Eventually I found what I was looking for: Winterset, birthplace of John Wayne. I drove around the town until I found his house – Winterset is so small that this only took a minute – and slowed down to look at it from the car. The house was tiny and the paint was peeling off it. Wayne, or Marion Morrison as he then was, only lived there for a year or so before his family moved to California. The house is
run as a museum now, but it was shut. This didn’t surprise me, as pretty much everything in the town was shut, quite a lot of it permanently from the look of things. The Iowa Movie Theater on the square was clearly out of business, its marquee board blank, and many of the other stores were gone or just hanging on. It was a depressing sight because Winterset was really quite a nice-looking little town with its county courthouse and square and long streets of big Victorian houses. I bet, like Winfield, it was a different place altogether fifteen or twenty years ago. I drove back out to the highway past the Gold Buffet (‘Dancing Nitely’) feeling an odd sense of emptiness.
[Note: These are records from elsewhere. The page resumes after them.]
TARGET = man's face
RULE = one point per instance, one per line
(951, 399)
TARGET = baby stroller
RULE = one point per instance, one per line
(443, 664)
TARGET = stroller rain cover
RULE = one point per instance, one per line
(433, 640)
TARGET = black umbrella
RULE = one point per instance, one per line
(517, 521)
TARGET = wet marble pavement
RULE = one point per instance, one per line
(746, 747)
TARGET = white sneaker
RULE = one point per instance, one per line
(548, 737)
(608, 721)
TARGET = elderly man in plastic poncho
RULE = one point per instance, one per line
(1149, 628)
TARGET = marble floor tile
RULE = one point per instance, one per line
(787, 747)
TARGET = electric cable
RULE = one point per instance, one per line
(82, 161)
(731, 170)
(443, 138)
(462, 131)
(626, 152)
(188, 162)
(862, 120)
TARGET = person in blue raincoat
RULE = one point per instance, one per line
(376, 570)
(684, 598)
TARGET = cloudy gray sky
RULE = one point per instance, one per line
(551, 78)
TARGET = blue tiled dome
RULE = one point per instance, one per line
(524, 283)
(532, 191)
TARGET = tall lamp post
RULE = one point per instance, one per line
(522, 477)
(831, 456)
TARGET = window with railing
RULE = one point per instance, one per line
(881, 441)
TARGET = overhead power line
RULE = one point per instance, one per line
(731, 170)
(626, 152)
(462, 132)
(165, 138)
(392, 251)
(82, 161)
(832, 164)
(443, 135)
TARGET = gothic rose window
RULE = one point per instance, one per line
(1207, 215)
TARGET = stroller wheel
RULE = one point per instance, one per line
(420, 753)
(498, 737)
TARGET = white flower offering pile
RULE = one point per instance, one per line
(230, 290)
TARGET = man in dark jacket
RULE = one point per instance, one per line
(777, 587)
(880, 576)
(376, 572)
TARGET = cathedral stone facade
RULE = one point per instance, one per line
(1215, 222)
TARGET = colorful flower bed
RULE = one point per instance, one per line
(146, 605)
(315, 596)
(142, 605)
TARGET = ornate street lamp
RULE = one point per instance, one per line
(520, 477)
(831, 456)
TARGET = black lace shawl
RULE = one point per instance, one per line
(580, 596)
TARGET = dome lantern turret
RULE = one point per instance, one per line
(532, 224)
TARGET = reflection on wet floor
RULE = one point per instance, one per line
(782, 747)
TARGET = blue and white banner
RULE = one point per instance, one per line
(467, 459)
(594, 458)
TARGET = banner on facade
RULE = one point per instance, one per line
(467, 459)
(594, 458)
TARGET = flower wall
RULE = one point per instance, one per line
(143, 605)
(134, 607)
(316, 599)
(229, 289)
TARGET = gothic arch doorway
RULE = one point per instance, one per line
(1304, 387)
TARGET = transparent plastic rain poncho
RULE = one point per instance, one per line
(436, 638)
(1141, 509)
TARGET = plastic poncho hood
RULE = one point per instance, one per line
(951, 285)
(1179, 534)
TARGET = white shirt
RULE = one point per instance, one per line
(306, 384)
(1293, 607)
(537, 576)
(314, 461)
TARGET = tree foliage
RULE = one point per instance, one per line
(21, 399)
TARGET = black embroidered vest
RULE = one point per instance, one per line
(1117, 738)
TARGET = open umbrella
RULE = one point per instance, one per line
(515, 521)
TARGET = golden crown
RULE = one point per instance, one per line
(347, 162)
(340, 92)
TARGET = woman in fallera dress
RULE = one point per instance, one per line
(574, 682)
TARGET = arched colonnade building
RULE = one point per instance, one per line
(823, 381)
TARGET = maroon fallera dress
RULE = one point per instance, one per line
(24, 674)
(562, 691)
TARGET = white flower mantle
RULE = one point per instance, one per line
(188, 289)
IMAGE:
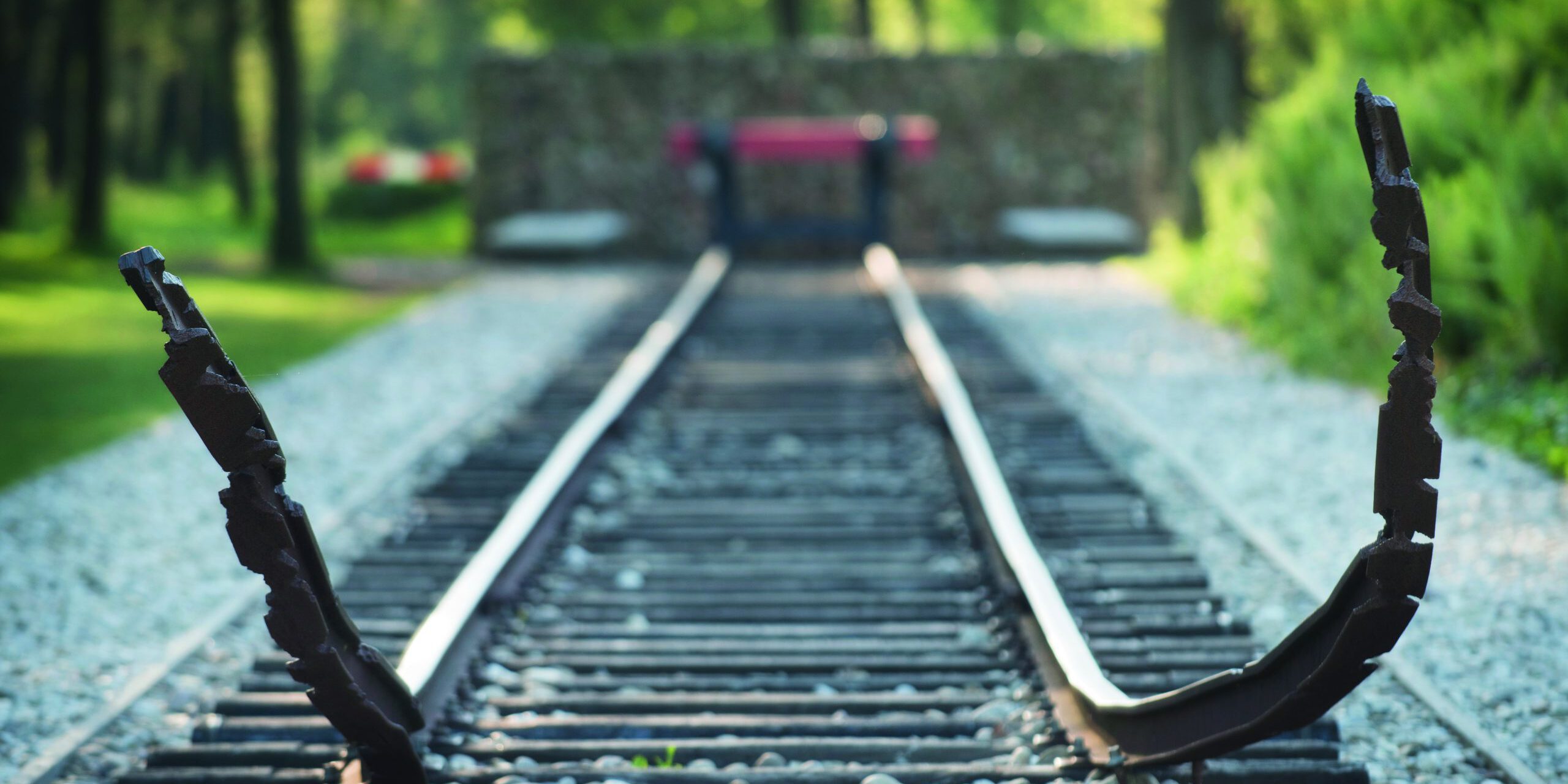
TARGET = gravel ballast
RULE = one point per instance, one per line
(112, 556)
(1294, 455)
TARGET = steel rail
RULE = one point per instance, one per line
(1335, 648)
(435, 637)
(52, 761)
(992, 491)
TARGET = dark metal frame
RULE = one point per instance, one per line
(729, 228)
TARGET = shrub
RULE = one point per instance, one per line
(1288, 253)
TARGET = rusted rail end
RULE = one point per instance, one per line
(352, 684)
(1333, 650)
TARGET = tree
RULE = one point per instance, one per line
(290, 234)
(1206, 87)
(88, 214)
(228, 88)
(1009, 21)
(789, 20)
(20, 23)
(863, 21)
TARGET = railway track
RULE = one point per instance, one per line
(788, 535)
(771, 571)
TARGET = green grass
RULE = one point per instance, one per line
(79, 355)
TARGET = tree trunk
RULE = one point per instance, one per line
(88, 217)
(20, 23)
(863, 21)
(230, 124)
(922, 21)
(290, 234)
(791, 23)
(62, 91)
(1206, 88)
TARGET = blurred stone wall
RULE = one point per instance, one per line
(586, 129)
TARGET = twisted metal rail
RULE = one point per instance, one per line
(1332, 651)
(1325, 657)
(352, 684)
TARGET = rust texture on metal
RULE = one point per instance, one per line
(352, 684)
(1332, 651)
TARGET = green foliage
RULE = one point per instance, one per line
(1288, 253)
(668, 761)
(390, 200)
(77, 352)
(79, 356)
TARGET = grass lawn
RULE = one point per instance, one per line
(79, 355)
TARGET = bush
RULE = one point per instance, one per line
(388, 200)
(1288, 253)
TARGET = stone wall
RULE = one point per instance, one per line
(586, 129)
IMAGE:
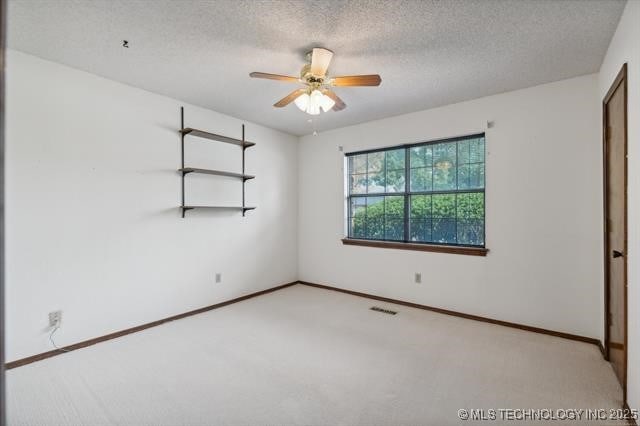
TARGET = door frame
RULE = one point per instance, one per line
(621, 79)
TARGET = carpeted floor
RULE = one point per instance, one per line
(307, 356)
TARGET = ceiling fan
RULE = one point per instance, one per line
(318, 94)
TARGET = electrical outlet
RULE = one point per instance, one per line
(55, 319)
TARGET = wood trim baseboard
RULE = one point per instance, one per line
(631, 421)
(470, 251)
(90, 342)
(564, 335)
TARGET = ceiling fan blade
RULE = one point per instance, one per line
(357, 80)
(289, 98)
(320, 60)
(340, 105)
(274, 77)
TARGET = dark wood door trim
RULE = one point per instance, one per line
(620, 80)
(3, 21)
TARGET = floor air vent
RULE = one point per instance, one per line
(384, 311)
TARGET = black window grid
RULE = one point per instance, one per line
(407, 195)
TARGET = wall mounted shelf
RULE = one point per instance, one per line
(187, 170)
(215, 137)
(185, 131)
(237, 208)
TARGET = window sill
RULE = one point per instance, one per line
(469, 251)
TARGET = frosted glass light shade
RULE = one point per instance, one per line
(327, 103)
(302, 102)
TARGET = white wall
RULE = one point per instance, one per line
(543, 206)
(92, 221)
(625, 47)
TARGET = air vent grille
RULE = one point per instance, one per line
(384, 311)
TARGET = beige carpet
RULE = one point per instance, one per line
(306, 356)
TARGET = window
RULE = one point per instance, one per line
(427, 193)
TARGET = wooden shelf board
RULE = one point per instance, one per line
(215, 137)
(215, 172)
(239, 208)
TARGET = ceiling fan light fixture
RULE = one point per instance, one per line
(302, 102)
(327, 103)
(315, 101)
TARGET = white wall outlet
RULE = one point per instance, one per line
(55, 319)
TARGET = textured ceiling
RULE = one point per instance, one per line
(429, 53)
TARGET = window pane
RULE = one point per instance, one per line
(394, 229)
(417, 157)
(463, 151)
(358, 163)
(470, 213)
(420, 206)
(464, 176)
(358, 226)
(395, 159)
(420, 230)
(420, 220)
(375, 162)
(476, 150)
(476, 176)
(394, 206)
(421, 179)
(444, 231)
(470, 206)
(375, 183)
(471, 232)
(394, 218)
(358, 206)
(395, 181)
(375, 218)
(358, 184)
(357, 210)
(421, 156)
(444, 205)
(444, 166)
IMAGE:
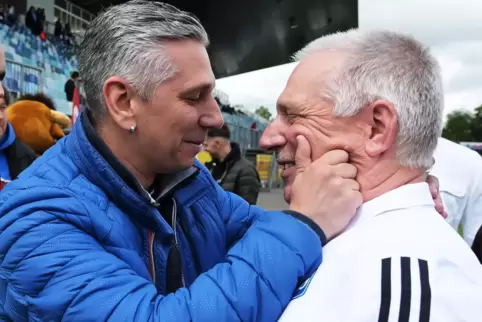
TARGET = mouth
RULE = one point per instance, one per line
(200, 143)
(285, 165)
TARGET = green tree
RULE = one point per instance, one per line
(459, 127)
(476, 128)
(264, 113)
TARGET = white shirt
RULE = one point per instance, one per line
(459, 171)
(399, 249)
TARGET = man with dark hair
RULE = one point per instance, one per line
(230, 169)
(70, 86)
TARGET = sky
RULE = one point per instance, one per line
(452, 29)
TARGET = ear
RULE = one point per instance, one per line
(382, 120)
(119, 99)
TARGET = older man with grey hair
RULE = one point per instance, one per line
(118, 222)
(377, 95)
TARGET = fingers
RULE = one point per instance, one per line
(433, 185)
(345, 170)
(335, 157)
(303, 153)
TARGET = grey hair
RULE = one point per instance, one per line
(127, 41)
(388, 65)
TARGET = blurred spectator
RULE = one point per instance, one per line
(31, 20)
(59, 30)
(15, 156)
(70, 86)
(230, 169)
(11, 17)
(67, 34)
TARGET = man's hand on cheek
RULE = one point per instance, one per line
(434, 190)
(325, 190)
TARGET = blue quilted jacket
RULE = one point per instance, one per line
(79, 243)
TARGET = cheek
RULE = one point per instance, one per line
(320, 142)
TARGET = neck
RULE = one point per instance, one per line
(225, 151)
(117, 141)
(386, 176)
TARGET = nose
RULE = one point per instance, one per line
(2, 91)
(273, 137)
(211, 117)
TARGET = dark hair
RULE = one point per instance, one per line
(220, 133)
(39, 97)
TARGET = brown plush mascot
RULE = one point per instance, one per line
(36, 122)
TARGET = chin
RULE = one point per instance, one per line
(287, 193)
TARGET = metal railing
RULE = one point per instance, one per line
(23, 79)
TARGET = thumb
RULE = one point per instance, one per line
(303, 153)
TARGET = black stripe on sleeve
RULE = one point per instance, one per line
(425, 291)
(386, 290)
(406, 285)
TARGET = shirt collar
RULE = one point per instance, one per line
(406, 196)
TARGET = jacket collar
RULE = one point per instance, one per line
(8, 137)
(101, 167)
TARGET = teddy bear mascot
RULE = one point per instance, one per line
(36, 121)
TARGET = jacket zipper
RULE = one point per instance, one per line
(152, 266)
(151, 239)
(174, 226)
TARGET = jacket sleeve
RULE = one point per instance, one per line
(248, 184)
(472, 217)
(53, 271)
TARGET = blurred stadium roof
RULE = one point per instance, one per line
(248, 35)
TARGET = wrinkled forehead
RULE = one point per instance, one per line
(309, 78)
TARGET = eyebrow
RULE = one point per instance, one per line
(199, 88)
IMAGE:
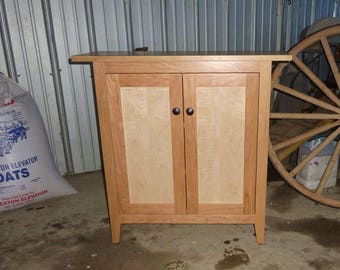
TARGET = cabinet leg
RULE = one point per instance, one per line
(115, 231)
(259, 232)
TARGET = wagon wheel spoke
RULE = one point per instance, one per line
(328, 169)
(305, 97)
(315, 152)
(316, 80)
(305, 136)
(331, 60)
(310, 113)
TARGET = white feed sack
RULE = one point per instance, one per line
(27, 170)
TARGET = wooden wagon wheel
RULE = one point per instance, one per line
(309, 86)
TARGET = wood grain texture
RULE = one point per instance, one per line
(147, 132)
(250, 142)
(262, 150)
(190, 128)
(112, 56)
(152, 165)
(239, 93)
(222, 145)
(107, 150)
(181, 67)
(190, 219)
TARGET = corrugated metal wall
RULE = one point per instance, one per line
(39, 36)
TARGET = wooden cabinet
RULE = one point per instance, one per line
(184, 138)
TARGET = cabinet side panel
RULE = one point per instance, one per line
(147, 131)
(220, 143)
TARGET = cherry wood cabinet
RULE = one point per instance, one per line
(184, 137)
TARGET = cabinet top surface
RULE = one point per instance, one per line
(100, 56)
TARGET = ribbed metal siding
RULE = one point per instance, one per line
(79, 26)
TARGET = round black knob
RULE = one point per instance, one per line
(190, 111)
(176, 111)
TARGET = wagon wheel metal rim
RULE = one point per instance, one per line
(330, 121)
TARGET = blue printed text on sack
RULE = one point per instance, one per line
(18, 164)
(14, 175)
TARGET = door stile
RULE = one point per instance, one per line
(177, 133)
(252, 88)
(190, 130)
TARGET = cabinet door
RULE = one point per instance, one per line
(220, 142)
(148, 142)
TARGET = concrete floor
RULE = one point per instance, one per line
(73, 233)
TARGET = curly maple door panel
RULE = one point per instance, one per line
(221, 142)
(152, 180)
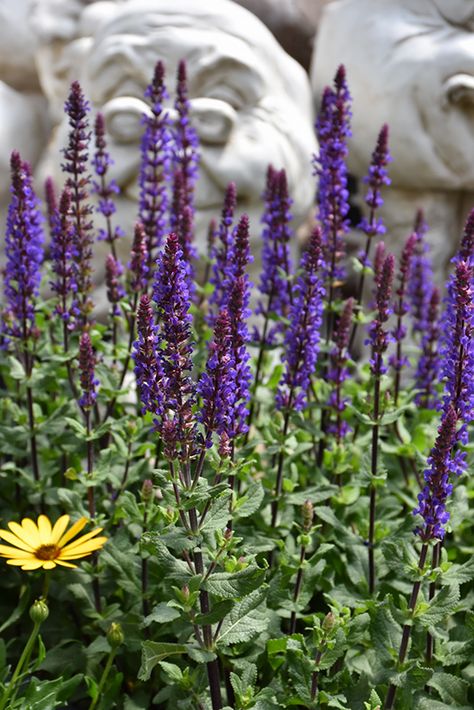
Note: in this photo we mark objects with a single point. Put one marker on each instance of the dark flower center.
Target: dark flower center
(47, 552)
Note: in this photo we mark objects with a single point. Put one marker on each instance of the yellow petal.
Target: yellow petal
(13, 552)
(81, 539)
(65, 564)
(31, 529)
(77, 527)
(22, 535)
(59, 527)
(49, 564)
(30, 566)
(44, 528)
(14, 540)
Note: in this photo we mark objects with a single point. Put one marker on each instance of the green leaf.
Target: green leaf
(231, 585)
(154, 652)
(443, 604)
(162, 614)
(246, 620)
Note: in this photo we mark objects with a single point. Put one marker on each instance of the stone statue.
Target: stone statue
(251, 102)
(410, 63)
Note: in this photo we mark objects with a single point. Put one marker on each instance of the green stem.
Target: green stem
(26, 654)
(104, 676)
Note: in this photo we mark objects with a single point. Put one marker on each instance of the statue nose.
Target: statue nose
(459, 91)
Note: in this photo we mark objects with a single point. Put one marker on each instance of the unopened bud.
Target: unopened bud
(147, 491)
(115, 635)
(39, 612)
(329, 622)
(308, 513)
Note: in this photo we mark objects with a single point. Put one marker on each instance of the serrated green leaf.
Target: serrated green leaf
(246, 619)
(154, 652)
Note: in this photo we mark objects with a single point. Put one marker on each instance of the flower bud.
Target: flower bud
(329, 622)
(39, 612)
(147, 491)
(115, 635)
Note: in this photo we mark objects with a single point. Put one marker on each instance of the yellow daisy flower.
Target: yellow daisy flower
(43, 545)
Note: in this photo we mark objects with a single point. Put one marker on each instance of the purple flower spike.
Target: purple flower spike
(338, 372)
(303, 335)
(217, 385)
(428, 369)
(223, 252)
(24, 253)
(105, 190)
(333, 130)
(276, 262)
(115, 290)
(138, 264)
(420, 284)
(88, 379)
(171, 295)
(155, 164)
(379, 337)
(146, 353)
(432, 499)
(62, 253)
(78, 183)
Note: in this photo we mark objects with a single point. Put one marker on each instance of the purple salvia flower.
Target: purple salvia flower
(138, 264)
(115, 290)
(276, 263)
(432, 499)
(302, 338)
(379, 337)
(103, 189)
(78, 183)
(171, 296)
(338, 372)
(217, 385)
(376, 179)
(24, 252)
(333, 130)
(428, 368)
(146, 353)
(155, 164)
(420, 284)
(401, 308)
(88, 379)
(62, 253)
(238, 306)
(222, 269)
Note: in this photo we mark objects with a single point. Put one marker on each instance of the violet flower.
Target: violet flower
(88, 379)
(339, 372)
(138, 264)
(62, 253)
(333, 130)
(105, 190)
(155, 164)
(276, 262)
(302, 338)
(24, 253)
(428, 368)
(171, 296)
(78, 183)
(115, 290)
(146, 354)
(217, 385)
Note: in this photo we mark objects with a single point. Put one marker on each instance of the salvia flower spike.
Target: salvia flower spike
(24, 253)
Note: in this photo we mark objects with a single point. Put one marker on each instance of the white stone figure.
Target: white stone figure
(251, 102)
(410, 63)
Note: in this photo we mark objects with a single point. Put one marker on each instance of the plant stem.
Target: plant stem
(389, 700)
(103, 678)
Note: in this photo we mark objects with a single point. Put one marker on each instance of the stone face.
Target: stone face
(251, 102)
(410, 63)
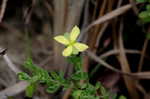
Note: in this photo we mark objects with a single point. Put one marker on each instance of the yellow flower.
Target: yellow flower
(69, 40)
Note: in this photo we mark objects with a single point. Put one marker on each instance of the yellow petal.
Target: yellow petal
(74, 33)
(67, 51)
(62, 40)
(80, 46)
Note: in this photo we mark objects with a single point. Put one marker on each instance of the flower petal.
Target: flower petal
(62, 40)
(74, 33)
(80, 46)
(67, 51)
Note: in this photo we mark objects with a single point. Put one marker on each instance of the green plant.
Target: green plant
(55, 80)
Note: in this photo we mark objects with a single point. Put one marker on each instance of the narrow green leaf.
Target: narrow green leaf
(23, 76)
(30, 90)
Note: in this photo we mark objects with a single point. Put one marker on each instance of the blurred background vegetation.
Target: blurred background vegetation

Every town I came to was much the same – peeling paint, closed businesses, a deathly air. South-west Iowa has always been the poorest part of the state and it showed. I didn’t stop because there was nothing worth stopping for. I couldn’t even find a place to get a cup of coffee. Eventually, much to my surprise, I blundered on to a bridge over the Missouri River and then I was in Nebraska City, in Nebraska. And it wasn’t at all bad. In fact, it was really quite pleasant – better than Iowa by a long chalk, I was embarrassed to admit. The towns were more prosperous-looking and better maintained, and the roadsides everywhere were full of bushes from which sprang a profusion of creamy flowers. It was all quite pretty, though in a rather monotonous way. That is the problem with Nebraska. It just goes on and on, and even the good bits soon grow tedious. I drove for hours along an undemanding highway, past Auburn, Tecumseh, Beatrice (a town of barely 10,000 people but which produced two Hollywood stars, Harold Lloyd and Robert Taylor), Fairbury, Hebron, Deshler, Ruskin.

At Deshler I stopped for coffee and was surprised at how cold it was. Where the weather is concerned, the Midwest has the worst of both worlds. In the winter the wind is razor-sharp. It skims down from the Arctic and slices through you. It howls and swirls and buffets the house. It brings piles of snow and bone-cracking cold. From November to March you walk leaning forward at a twenty-degree angle, even indoors, and spend your life waiting for your car to warm up, or digging it out of drifts or scraping futilely at ice that seems to have been applied to the windows with Superglue. And then one day spring comes. The snow melts, you stride about in shirt-sleeves, you incline your face to the sun. And then, just like that, spring is over and it’s summer. It is as if God has pulled a lever in the great celestial powerhouse. Now the weather rolls in from the opposite direction, from the tropics far to the south, and it hits you like a wall of heat. For six months, the heat pours over you. You sweat oil. Your pores gape. The grass goes brown. Dogs look as if they could die. When you walk downtown you can feel the heat of the pavement rising through the soles of your shoes. Just when you think you might very well go crazy, autumn comes and for two or three weeks the air is mild and nature is friendly. And then it’s winter and the cycle starts again. And you think, ‘As soon as I’m big enough, I’m going to move far, far away from here.’